Concurrent Thinking in C++C++
One of the most difficult issues around designing software with multiple threads of execution is synchronizing data.
Whether you use actors, active objects, futures and continuations or mutable shared state, every non-trivial system with multiple threads needs to transfer data between them. This means thinking about which data needs to be processed by which thread, and ensuring that the right data gets to the right threads in the right order. It also means thinking about API design to avoid race conditions.
This course is aimed at experienced C++ programmers that would like to improve their skills with designing and implementing multithreaded and concurrent code.

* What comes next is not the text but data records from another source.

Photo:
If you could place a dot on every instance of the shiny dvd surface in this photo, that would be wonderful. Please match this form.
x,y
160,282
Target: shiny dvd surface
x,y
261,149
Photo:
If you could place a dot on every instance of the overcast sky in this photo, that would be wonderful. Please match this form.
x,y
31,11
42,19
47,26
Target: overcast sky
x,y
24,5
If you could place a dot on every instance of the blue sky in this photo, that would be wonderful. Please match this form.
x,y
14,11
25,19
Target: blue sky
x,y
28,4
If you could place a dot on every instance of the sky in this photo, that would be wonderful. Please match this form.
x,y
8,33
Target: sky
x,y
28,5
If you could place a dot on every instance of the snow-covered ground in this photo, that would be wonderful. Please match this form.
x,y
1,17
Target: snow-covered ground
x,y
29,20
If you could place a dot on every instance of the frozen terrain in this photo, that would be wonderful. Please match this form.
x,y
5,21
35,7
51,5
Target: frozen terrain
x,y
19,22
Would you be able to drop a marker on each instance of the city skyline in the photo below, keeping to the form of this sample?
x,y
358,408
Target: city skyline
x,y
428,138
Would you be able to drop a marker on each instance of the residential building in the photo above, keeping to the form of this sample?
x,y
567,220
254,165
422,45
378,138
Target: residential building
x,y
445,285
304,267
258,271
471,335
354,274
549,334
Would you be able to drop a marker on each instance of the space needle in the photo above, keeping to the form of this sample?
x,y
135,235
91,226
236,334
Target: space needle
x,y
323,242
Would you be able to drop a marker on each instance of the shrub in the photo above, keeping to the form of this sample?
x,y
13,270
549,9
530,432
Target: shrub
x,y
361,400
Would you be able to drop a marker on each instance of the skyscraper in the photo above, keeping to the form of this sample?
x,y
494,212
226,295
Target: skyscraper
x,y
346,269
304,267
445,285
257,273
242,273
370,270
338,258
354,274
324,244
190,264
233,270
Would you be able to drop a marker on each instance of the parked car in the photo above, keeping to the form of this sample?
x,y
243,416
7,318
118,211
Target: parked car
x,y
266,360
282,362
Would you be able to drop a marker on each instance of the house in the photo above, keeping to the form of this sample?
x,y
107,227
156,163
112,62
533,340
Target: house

In this workshop you will encounter a series of scenarios involving multithreaded code, and be guided through
identifying the problem areas and the ways of handling them.
You will learn techniques for thinking about the scenarios to ease the analysis, as well as details of the tools we have available in C++ to mitigate the problems. You will also learn how to use the C++ standard library to help enforce the requirements of each scenario in code.
In addition to lectures, there will be exercises that focus on particular aspects of the design and implementation of multithreaded and concurrent code.
Topics covered in this course:
* The C++ memory model and happens-before
We will look at the ordering guarantees provided by various constructs, and how we can use them to provide synchronization between threads.
* Race conditions and data races
We will look at the difference between a generic race condition and a data race, identifying race conditions, and avoiding them.
* Mutexes and condition variables
Using mutexes to protect data, and avoiding the common pitfalls with condition variable usage.
* Futures and promises
Using futures to synchronize actions, and pass data between threads.
* Atomic operations and lock-free code
Lock-free code isn't just about avoiding mutexes. We will look at correctly synchronizing concurrent actions with atomic operations.
* Designing APIs for concurrent usage
There's more to supporting concurrent usage of an API than merely wrapping the body of each function in a lock. We will look at race conditions inherent in some API designs, and how to avoid them in our own code.
Students will require a laptop with one of the following compilers to handle the example code:
Microsoft Visual Studio 2015 or later.
gcc 4.9 or later
clang 3.4 or later with libc++ 3.5 or later
Students are expected to have a good knowledge of C++, but no prior knowledge of concurrency or multithreading is assumed.
09:00 - 17:00